A report presented to the City Council tonight even suggests that the annual music festival, which launched in 2007, might be put on hiatus this year while its problems are studied. Councilmember John D’Amico said the report is “a fairly strong indictment that maybe what we’re hoping for is not going to be realized.” The Council named Councilmembers John Heilman and John Duran to a subcommittee to work with the SSBA on the issues.
A major issue, according to the report, is that the festival has grown more rapidly than has the revenue it generates. The city has contributed $540,000 to cover expenses related to police and fire services and erection of street barricades and has waived $46,400 in fees. The Sunset Strip Business Association (SSBA), which manages the independently incorporated festival, has paid $128,000 to sponsor it and loaned it an additional $360,000, a debt that it has forgiven.
The report cites several problems faced by the music festival:
- It must compete for a time slot with more established festivals likely to attract the same audience. The festival has been staged at various times of the year — as early as June and as late as August . The summer is a problem because many bands travel to European music festivals and are unavailable to perform on the Strip. The festival has considered moving to late September or early October, which would please hotels which have lower occupancy rates then. At the same time, the City of West Hollywood is organizing its own major events — the annual Book Fair and the Halloween Carnaval — in the fall, which would make a fall music festival a burden on its staff.
- Delays in setting a date for the festival each year make it harder to promote and book talent.
- Closing Sunset Boulevard and setting up stages for band performances is very expensive. The report says the cumulative debt of the music festival over five years is $577,431.
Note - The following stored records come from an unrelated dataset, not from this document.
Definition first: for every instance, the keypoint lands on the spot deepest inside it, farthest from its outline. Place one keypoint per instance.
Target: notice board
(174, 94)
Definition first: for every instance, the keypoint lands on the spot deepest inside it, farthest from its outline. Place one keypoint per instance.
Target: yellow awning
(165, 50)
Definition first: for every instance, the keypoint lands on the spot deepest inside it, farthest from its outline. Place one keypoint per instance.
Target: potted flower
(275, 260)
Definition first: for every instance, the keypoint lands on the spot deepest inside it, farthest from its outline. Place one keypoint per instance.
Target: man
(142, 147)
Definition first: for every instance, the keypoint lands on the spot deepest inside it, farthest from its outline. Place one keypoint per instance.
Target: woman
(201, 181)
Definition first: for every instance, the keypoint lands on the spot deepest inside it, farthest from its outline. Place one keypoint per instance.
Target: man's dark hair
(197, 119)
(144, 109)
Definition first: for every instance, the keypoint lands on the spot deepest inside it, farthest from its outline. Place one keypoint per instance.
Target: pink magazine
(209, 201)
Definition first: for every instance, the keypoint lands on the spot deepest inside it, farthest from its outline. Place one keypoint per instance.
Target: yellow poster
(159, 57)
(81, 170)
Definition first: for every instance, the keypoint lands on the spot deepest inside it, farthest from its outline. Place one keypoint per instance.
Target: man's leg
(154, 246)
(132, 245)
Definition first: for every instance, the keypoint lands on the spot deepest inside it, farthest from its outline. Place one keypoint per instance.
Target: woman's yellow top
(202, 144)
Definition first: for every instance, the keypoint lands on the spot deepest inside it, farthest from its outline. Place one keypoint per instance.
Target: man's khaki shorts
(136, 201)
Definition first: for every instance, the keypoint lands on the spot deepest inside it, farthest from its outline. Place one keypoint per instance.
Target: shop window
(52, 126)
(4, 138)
The report says the SSBA and the city have agreed that a different management approach is needed. SSBA has decided to seek an established music festival production company to develop a plan to make the festival financially viable. The city report also recommends that SSBA consider broadening the scope of the festival to include art exhibits, fashion events and film screenings.
Another issue identified by the report is the failure of some businesses to pay the taxes assessed on them to support the SSBA. A business improvement district is financed by taxes levied by the city on its businesses, with the revenue from those taxes used by the BID to promote its members. The budget of the SSBA, which was established in 2001, has grown from $591,000 a year to more than $800,000 a year, with support from funding from sponsors of events such as the music festival as well as the BID tax.
The report says that the city was only collecting 80 percent of the assessed taxes until late last year, when it began notifying businesses that they were delinquent and giving them 30 days to pay. That effort has boosted collections to a four-year average of 92 percent. Now SSBA businesses, once $611,850 in arrears, are only $326,625 behind in payments. Businesses that don’t respond to city collection efforts face a legal claim or having their debt turned over to a collection agency.
Additionally, the Sunset Strip Farmers Market, which launched in 2012, saw a decline in average attendance from 600 people per week that year to 500 last year. The market is staged on Thursdays from May through October. A survey by the SSBA found that 90 percent of attendees live in the 90069 zip code area and more than a third attend the market two or more times a month. Those surveyed said they would like more vendors of fresh produce at affordable prices, more vendors of prepared foods and more options for parking. Revenue generated by the market comes from rental of booths by food vendors, beverage sales and sales of meals with partnering restaurants. The market’s losses, $249,977 in 2012, fell to $55,989 in 2013. The city contributed $50,000 last year to offset costs.